5. The protection device according to claim 1, characterized in that the second hemispherical groove (42) and the first hemispherical groove (34) form a spherical cavity, and the first hemispherical body (51) and the second hemispherical body (52) are both provided with the interior of the spherical cavity.

6. Protection device according to claim 1, characterized in that the side of the first hemisphere (51) close to the optical fiber connector (1) is provided with a wire inlet (54), the side of the first hemisphere (51) close to the second hemisphere (52) is provided with a positioning hole (53), and the diameter of the wire inlet (54) close to the optical fiber connector (1) is larger than the diameter of the wire inlet away from the optical fiber connector (1).

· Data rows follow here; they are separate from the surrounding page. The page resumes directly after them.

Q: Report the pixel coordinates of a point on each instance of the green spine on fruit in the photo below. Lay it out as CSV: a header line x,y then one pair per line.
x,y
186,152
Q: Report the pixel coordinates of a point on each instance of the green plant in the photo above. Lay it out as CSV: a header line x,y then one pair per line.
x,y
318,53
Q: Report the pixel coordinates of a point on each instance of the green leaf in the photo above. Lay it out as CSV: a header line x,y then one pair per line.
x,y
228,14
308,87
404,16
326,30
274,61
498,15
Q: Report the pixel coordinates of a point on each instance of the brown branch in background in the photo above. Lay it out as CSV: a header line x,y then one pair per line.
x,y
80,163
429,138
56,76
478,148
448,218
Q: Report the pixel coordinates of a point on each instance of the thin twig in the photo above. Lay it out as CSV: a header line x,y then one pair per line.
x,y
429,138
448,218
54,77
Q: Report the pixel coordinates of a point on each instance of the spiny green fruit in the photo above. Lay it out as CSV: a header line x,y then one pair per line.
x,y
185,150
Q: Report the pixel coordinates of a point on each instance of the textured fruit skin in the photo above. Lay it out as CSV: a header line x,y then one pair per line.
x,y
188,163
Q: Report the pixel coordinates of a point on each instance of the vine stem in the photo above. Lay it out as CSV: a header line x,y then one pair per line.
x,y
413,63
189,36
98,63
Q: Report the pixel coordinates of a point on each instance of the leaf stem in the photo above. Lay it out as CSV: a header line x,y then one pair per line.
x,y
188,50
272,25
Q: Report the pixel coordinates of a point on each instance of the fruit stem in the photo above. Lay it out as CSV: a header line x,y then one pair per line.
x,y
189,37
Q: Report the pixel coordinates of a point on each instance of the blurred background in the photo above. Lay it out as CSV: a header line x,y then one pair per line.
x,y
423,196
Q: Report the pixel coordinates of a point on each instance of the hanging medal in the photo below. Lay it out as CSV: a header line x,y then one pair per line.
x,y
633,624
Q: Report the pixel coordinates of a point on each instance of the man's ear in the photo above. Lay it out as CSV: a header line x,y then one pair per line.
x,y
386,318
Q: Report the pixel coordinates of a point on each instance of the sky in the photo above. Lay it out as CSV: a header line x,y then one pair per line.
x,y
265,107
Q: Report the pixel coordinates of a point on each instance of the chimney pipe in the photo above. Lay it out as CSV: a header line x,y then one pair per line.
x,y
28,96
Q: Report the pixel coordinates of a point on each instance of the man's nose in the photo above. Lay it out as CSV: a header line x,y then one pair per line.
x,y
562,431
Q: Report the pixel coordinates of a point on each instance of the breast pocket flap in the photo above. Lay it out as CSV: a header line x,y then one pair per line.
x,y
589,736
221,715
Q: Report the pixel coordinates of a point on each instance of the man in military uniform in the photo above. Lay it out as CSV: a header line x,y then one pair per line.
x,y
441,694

7. The protection device according to claim 6, wherein the center and the outer edge of the side of the second hemisphere (52) close to the first hemisphere (51) are respectively provided with a mounting hole (56) and a positioning column (55), and the positioning column (55) extends to the inside of the positioning hole (53).

8. Protection device according to claim 7, characterized in that the support tube (6) is a rubber tube, the diameter of which on the side close to the optical fibre connector (1) is greater than the diameter of the mounting hole (56) on the side remote from the optical fibre connector (1).